SHI-Labs / OneFormer

OneFormer: One Transformer to Rule Universal Image Segmentation, arxiv 2022 / CVPR 2023
https://praeclarumjj3.github.io/oneformer
MIT License
1.41k stars 128 forks source link

GPU Memory requirements #20

Closed tomhog closed 1 year ago

tomhog commented 1 year ago

Hi

Firstly thank you for releasing this amazing work. Not only is the model amazing but the code quality is excellent. Very easy to follow.

I have a question regarding GPU memory requirements for training. In the readme there's a bit of conflicting information.
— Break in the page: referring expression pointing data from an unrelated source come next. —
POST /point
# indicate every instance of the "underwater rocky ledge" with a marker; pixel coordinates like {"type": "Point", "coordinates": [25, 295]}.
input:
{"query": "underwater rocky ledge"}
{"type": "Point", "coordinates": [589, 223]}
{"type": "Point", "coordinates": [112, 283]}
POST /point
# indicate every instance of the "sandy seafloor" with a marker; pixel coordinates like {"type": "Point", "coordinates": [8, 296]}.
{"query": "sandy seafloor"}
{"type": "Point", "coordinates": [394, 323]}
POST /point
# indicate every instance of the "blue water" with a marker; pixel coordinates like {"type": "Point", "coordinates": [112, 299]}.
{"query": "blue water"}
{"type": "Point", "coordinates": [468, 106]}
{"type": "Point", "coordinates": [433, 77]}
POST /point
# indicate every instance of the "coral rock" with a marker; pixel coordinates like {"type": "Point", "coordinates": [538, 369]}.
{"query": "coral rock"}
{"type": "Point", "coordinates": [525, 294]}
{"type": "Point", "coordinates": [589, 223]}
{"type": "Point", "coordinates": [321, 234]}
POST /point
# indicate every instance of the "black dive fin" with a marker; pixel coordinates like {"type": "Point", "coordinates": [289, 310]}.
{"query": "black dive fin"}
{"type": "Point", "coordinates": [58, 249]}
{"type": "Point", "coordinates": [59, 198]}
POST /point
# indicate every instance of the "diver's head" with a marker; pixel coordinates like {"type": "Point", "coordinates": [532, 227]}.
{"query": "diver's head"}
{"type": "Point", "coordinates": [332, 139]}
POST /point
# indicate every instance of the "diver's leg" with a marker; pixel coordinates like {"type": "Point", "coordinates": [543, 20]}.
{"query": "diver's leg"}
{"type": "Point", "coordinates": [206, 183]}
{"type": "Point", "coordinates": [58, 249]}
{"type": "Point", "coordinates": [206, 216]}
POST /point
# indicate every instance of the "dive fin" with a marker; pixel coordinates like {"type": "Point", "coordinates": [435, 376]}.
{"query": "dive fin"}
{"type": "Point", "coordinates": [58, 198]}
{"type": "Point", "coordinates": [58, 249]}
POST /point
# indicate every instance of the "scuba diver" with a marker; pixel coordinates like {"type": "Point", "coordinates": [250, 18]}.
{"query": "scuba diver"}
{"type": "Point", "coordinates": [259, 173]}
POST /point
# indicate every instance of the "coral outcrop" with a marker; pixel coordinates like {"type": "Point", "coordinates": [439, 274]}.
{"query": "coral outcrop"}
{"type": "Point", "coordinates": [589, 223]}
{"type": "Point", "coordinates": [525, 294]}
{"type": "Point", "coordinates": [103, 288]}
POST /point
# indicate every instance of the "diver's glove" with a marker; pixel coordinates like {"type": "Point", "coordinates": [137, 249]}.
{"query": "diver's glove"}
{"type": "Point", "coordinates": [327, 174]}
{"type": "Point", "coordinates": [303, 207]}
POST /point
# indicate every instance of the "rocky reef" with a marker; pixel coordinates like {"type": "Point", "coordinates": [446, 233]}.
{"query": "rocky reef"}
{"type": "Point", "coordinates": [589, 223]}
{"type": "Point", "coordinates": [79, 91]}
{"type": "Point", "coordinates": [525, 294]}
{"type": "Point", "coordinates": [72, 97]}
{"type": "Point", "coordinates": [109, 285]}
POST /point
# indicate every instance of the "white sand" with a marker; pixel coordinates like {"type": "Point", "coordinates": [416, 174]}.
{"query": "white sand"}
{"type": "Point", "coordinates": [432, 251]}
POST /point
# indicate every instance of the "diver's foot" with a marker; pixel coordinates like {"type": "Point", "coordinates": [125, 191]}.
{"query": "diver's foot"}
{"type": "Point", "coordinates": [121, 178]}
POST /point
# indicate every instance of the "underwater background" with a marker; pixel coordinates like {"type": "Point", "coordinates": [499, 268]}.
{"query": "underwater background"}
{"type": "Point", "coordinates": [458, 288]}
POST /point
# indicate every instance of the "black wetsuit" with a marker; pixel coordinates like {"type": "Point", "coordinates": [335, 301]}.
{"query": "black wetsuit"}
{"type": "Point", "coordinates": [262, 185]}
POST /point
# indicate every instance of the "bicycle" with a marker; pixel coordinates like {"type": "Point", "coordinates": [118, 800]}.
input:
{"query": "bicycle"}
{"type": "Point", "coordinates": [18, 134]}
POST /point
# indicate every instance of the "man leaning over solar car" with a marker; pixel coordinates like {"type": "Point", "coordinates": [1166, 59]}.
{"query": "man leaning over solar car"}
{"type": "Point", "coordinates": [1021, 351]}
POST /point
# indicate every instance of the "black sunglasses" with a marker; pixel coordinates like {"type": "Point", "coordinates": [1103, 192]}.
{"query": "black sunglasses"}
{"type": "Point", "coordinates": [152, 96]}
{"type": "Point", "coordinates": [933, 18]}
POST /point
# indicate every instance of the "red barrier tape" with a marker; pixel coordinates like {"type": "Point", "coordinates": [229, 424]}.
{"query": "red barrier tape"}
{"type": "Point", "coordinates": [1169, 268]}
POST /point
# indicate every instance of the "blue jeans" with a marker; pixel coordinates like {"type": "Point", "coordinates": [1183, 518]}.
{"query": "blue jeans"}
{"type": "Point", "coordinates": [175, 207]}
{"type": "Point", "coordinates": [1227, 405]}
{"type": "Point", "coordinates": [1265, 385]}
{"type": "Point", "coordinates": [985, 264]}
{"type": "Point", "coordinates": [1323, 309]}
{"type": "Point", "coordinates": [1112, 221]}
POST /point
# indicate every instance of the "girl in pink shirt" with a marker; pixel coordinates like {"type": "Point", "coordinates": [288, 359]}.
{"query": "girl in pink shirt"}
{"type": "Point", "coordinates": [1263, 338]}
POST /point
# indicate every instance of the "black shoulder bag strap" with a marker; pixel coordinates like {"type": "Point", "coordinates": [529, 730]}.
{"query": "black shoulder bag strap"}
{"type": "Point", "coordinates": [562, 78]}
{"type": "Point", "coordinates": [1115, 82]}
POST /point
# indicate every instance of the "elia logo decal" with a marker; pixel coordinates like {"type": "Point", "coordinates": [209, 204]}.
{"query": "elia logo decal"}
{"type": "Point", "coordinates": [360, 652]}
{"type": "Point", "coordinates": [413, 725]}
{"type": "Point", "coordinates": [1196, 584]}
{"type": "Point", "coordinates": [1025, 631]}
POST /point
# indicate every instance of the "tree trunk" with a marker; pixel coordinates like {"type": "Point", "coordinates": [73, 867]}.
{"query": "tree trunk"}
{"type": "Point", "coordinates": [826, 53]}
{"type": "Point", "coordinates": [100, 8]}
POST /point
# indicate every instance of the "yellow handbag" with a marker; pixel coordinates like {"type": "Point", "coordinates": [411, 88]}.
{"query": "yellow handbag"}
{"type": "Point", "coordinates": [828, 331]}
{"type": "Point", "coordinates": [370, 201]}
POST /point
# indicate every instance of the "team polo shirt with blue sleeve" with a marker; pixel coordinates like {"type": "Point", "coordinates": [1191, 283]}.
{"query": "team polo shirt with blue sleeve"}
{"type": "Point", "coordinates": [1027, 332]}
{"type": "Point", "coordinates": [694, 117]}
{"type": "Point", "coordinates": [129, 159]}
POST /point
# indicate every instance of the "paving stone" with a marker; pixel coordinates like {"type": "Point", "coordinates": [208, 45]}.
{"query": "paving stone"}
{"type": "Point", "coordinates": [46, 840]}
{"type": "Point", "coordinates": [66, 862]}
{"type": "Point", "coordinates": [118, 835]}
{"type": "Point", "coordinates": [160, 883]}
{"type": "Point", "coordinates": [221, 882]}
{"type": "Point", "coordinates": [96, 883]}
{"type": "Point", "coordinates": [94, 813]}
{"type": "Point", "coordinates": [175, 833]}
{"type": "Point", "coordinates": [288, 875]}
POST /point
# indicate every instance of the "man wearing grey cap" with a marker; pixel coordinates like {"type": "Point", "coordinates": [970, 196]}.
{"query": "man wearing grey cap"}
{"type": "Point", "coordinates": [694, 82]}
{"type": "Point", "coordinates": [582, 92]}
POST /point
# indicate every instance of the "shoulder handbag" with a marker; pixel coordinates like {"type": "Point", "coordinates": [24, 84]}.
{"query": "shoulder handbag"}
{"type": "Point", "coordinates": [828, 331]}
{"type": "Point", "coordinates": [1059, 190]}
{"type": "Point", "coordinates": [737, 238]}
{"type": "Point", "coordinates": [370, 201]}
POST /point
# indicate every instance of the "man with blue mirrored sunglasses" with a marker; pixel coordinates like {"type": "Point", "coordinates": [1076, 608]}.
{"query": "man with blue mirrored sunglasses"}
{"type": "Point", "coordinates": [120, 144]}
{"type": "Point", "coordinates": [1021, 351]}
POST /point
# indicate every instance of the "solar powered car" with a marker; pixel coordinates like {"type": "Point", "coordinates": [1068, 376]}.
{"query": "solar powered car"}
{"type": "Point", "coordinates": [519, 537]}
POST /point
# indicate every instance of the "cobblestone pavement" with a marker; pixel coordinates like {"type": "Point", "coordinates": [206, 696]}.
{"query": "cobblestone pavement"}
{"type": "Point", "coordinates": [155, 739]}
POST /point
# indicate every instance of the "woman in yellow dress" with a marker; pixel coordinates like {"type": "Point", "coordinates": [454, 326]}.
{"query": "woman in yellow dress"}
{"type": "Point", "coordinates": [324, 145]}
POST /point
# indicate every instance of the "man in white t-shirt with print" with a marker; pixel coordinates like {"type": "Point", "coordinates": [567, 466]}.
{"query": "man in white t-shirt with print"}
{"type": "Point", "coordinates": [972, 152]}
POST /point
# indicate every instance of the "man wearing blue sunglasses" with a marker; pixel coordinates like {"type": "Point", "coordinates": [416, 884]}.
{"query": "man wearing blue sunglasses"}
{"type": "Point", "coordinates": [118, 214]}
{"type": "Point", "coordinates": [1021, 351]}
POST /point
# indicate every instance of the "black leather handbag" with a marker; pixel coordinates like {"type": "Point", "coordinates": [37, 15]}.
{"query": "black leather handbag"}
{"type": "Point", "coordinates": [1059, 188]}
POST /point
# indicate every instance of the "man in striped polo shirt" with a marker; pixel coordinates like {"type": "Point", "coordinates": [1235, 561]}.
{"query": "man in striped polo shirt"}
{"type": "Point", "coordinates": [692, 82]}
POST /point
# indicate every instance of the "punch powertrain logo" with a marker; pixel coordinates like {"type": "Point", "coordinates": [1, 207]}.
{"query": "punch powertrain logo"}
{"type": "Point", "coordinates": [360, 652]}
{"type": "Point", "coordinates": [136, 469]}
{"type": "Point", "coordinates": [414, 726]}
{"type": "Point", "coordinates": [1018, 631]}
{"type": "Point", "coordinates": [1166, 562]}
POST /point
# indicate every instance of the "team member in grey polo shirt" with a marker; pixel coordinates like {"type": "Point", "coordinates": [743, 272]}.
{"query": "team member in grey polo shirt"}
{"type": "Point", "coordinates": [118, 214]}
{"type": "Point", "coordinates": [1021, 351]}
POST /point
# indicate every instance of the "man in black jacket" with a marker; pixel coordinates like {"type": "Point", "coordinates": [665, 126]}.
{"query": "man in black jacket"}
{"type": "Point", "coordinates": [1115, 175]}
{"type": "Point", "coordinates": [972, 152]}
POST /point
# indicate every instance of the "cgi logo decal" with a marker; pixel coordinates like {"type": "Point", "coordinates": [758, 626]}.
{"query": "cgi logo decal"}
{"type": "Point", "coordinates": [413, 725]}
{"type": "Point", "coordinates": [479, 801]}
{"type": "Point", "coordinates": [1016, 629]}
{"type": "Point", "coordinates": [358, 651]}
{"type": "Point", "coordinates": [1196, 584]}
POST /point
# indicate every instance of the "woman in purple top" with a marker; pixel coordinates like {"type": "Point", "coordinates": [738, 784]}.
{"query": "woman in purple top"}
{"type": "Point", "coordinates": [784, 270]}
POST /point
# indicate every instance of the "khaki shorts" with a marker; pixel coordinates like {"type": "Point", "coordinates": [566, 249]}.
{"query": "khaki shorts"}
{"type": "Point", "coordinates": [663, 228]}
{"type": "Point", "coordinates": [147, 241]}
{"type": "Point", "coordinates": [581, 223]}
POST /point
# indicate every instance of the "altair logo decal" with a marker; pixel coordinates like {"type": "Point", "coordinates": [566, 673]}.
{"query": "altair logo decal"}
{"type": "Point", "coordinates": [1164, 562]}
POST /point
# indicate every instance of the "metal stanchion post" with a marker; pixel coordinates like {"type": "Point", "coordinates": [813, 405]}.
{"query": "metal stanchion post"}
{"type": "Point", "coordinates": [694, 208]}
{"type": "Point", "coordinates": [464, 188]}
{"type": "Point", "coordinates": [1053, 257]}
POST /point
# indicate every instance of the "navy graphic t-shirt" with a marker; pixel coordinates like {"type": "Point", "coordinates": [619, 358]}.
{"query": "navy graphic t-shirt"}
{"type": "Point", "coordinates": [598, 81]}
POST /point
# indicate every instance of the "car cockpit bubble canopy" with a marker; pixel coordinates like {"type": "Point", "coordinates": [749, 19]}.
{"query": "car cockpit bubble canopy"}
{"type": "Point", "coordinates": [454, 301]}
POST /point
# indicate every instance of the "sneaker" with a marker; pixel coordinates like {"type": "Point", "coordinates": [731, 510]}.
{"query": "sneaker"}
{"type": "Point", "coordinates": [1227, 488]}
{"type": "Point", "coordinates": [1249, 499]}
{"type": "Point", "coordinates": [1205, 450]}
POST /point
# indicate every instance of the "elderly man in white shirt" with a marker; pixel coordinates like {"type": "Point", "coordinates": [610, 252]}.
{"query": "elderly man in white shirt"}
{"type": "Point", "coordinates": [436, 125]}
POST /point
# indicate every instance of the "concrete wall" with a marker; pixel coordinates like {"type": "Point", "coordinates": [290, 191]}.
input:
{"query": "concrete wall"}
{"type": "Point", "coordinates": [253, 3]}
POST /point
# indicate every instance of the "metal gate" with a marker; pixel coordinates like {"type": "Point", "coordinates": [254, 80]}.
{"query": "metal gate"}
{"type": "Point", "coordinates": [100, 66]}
We train all our models using 8 A6000 (48 GB each) GPUs. We use 8 A100 (80 GB each) for training Swin-L† OneFormer and DiNAT-L† OneFormer on COCO and all

Is it 8xA6000 (384GB) or 8xA100 (640GB)? Additionally would it be possible to achieve good results with less, say 2xA6000 (96GB), with it just taking longer?

Many Thanks Tom

praeclarumjj3 commented 1 year ago

Hi, thanks for pointing out the plausibility of confusion. We will make it more clear in a future commit.

Additionally would it be possible to achieve good results with less, say 2xA6000 (96GB), with it just taking longer?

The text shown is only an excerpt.